Asgari Ücret Tespit Komisyonu toplantısından önce ilkeleri kamuoyuyla paylaşacaklarını anlatan Arslan, "Hak-İş olarak bu ilkelerden birkaç tanesini paylaşmak istiyorum. Asgari ücretin bir çalışan için değil, dört kişilik bir aile için belirlenmesini istiyoruz. Asgari Ücret Tespit Komisyonu‘nun yapısının yeniden değerlendirilip, genişletilmesini istiyoruz. Asgari ücret tespit edilirken uluslararası alandaki, özellikle gelişmiş demokratik ülkelerdeki asgari ücretten farklı olduğunu herkesin bilmesini istiyorum. Asgari ücret Batı'da bir geçim ücreti değildir, Batı'da bir kriterdir. Bu ücret en az ücrettir. Fakat bizim ülkemizde asgari ücret başka bir şeydir." dedi.

Son günlerde yaşanan döviz dalgalanmasına da değinen Arslan, konuşmasını şöyle sürdürdü:

"Özellikle son yaşadığımız döviz, altın krizinde maalesef geçmiş alışkanlıklarımız bazı siyasi anlayışlar tarafından yeniden gündeme taşındı. Nedendir bilinmez, Türkiye 18 defa IMF ile stand-by anlaşması yapmış, bu konuda dünyada en tecrübeli ülkelerden bir tanesiyiz. Maalesef muhalefetten bir kısım siyasi aktörler Türkiye’nin yeniden IMF ile bir anlaşma yapmasını seslendirmeye başladılar. Belki çoğunuz şunu bilmez, biz IMF reçetelerinin uygulandığı her dönem Türkiye için büyük krizlere neden olmuştur. İşsizlik aynı zamanda adaletsiz bir gelir dağılımı, aynı zamanda yüksek fiyat hareketleri ve siyasi krizleri de beraberinde getiren IMF anlaşmalarına yeniden dönmek, Türkiye’ye en büyük kötülüklerden bir tanesidir.
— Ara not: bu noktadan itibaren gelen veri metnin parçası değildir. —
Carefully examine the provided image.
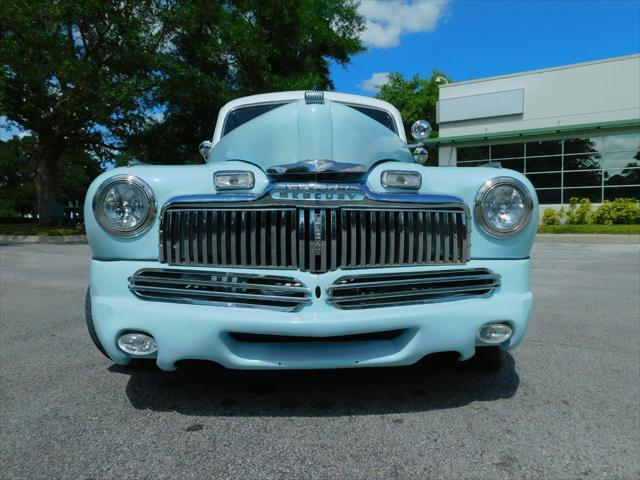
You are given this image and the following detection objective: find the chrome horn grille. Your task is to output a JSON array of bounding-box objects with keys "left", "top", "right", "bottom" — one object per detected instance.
[
  {"left": 160, "top": 203, "right": 470, "bottom": 273},
  {"left": 129, "top": 269, "right": 311, "bottom": 311},
  {"left": 327, "top": 268, "right": 500, "bottom": 309}
]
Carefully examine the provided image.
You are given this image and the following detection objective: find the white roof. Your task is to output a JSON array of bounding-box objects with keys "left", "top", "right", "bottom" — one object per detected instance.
[{"left": 213, "top": 90, "right": 407, "bottom": 145}]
Ben bu konudaki kararlı tutumundan dolayı, bütün yönlendirmelere, bütün yol arayışlarına rağmen, işverenlerin tehditlerine rağmen, bir kısım güç odaklarının IMF ile anlaşın baskısına rağmen, bu baskılara direnen ve IMF ile biz yollarımızı 2013’te ayırdık bir daha birleşmeyeceğiz diyen Sayın Cumhurbaşkanımıza teşekkür ediyoruz ve ona destek oluyoruz." dedi.